Un altro aspetto che colpisce è il modo in cui il gioco gestisce la propria curva di apprendimento. I primi minigiochi fungono da introduzione ai meccanismi fondamentali, mentre le sfide successive richiedono una precisione crescente e una migliore capacità di interiorizzare il tempo musicale. Questo non significa che l’esperienza sia priva di difetti, seppur minimi. Il livello di sfida inizialmente più contenuto, una scelta che rende il gioco più accogliente nei confronti dei nuovi arrivati, potrebbe essere percepito come fin troppo soft. Allo stesso modo, il sistema di valutazione delle performance non sempre comunica con assoluta chiarezza dove sia stato commesso l’errore, rendendo talvolta meno immediato capire come migliorare il proprio punteggio nelle prove più impegnative. Sul piano tecnico, Rhythm Paradise Groove convince soprattutto per la pulizia dell’esecuzione. Lo stile grafico essenziale consente al gioco di mantenere una presentazione estremamente fluida, con caricamenti rapidi e animazioni sempre leggibili, elementi fondamentali in un titolo che basa gran parte della propria riuscita sulla precisione del tempismo. In un mercato dove molti rhythm game puntano su licenze musicali prestigiose o su un’impostazione fortemente competitiva, Nintendo continua invece a seguire una strada tutta sua. Rhythm Paradise Groove preferisce costruire un universo originale in cui musica, animazioni e gameplay nascono insieme e si sostengono a vicenda.
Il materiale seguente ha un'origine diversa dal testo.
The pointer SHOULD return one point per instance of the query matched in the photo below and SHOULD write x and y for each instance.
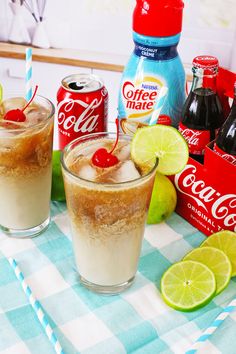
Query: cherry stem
(117, 136)
(35, 90)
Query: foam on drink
(25, 165)
(107, 209)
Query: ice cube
(123, 153)
(13, 103)
(126, 172)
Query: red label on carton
(204, 199)
(196, 139)
(230, 158)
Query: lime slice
(217, 261)
(226, 241)
(188, 285)
(162, 142)
(58, 192)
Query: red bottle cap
(158, 18)
(205, 62)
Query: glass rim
(105, 185)
(20, 129)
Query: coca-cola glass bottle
(202, 113)
(225, 144)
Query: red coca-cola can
(82, 107)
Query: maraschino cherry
(103, 158)
(17, 115)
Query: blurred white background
(209, 27)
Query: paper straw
(212, 328)
(37, 307)
(159, 104)
(28, 73)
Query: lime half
(162, 142)
(188, 285)
(217, 261)
(226, 241)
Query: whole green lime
(163, 200)
(58, 191)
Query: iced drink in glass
(26, 167)
(107, 210)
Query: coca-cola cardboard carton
(207, 192)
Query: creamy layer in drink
(25, 164)
(107, 209)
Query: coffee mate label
(140, 100)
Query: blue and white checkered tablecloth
(136, 321)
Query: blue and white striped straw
(28, 73)
(213, 327)
(37, 307)
(159, 104)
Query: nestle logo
(149, 87)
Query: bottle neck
(203, 79)
(156, 48)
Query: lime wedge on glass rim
(226, 241)
(162, 142)
(217, 261)
(188, 285)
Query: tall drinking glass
(107, 210)
(26, 168)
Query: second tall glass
(107, 211)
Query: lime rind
(217, 261)
(188, 285)
(160, 142)
(225, 241)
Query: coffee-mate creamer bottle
(154, 73)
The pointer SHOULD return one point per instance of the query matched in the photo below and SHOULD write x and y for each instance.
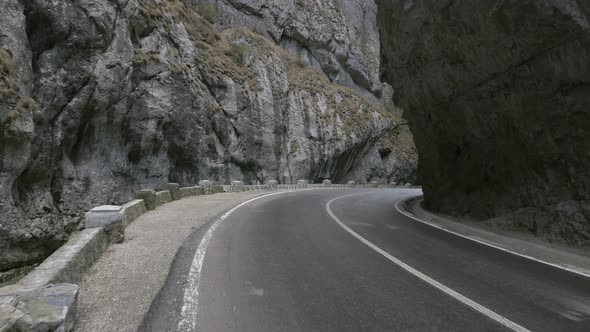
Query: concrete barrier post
(237, 186)
(148, 196)
(205, 183)
(273, 184)
(174, 189)
(110, 218)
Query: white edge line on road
(465, 300)
(489, 244)
(190, 303)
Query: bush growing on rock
(209, 12)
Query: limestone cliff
(101, 98)
(497, 93)
(337, 37)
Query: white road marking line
(465, 300)
(569, 268)
(190, 303)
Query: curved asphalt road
(282, 263)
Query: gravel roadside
(524, 244)
(118, 290)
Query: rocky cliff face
(497, 93)
(100, 98)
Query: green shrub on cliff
(209, 12)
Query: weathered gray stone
(148, 196)
(205, 183)
(174, 189)
(213, 189)
(163, 197)
(191, 191)
(133, 210)
(500, 110)
(272, 184)
(117, 105)
(45, 309)
(110, 218)
(70, 261)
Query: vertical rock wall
(497, 94)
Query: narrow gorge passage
(274, 265)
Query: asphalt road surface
(347, 260)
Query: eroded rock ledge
(497, 93)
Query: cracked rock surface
(497, 95)
(102, 98)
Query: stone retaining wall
(45, 299)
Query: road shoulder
(530, 248)
(117, 291)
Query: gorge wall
(101, 98)
(497, 94)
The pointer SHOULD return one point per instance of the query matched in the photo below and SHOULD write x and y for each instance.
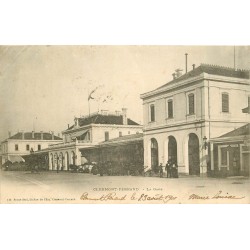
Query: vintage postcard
(124, 124)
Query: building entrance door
(154, 154)
(193, 155)
(172, 149)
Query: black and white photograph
(125, 124)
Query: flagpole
(88, 102)
(234, 57)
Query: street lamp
(205, 142)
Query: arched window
(170, 109)
(225, 102)
(191, 104)
(152, 112)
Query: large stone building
(181, 116)
(231, 153)
(22, 143)
(88, 132)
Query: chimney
(186, 61)
(178, 73)
(124, 116)
(76, 122)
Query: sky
(45, 87)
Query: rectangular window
(152, 112)
(191, 104)
(225, 103)
(170, 109)
(106, 136)
(224, 156)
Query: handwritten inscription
(217, 196)
(135, 197)
(157, 197)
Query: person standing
(161, 170)
(168, 168)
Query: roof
(246, 110)
(132, 137)
(244, 130)
(212, 70)
(37, 136)
(15, 158)
(103, 119)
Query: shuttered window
(170, 109)
(225, 102)
(106, 136)
(191, 104)
(152, 112)
(224, 156)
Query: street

È una filosofia che richiede grande cura progettuale e che ancora oggi riesce a conferire alla serie una personalità immediatamente riconoscibile.
La recensione
Rhythm Paradise Groove raccoglie l'eredità della serie con grande rispetto, ampliandone la formula attraverso nuovi contenuti e alcune interessanti novità, senza perdere quell'identità che l'ha resa un piccolo cult tra gli appassionati dei rhythm game. Per chi ha amato i capitoli precedenti rappresenta un ritorno fedele allo spirito originale, mentre per i nuovi giocatori è probabilmente il punto d'ingresso ideale: immediato, accessibile e capace di insegnare gradualmente il proprio linguaggio. Un titolo ricco di creatività, umorismo e personalità, che conferma ancora una volta l'abilità di Nintendo nel trasformare idee semplici in esperienze sorprendenti.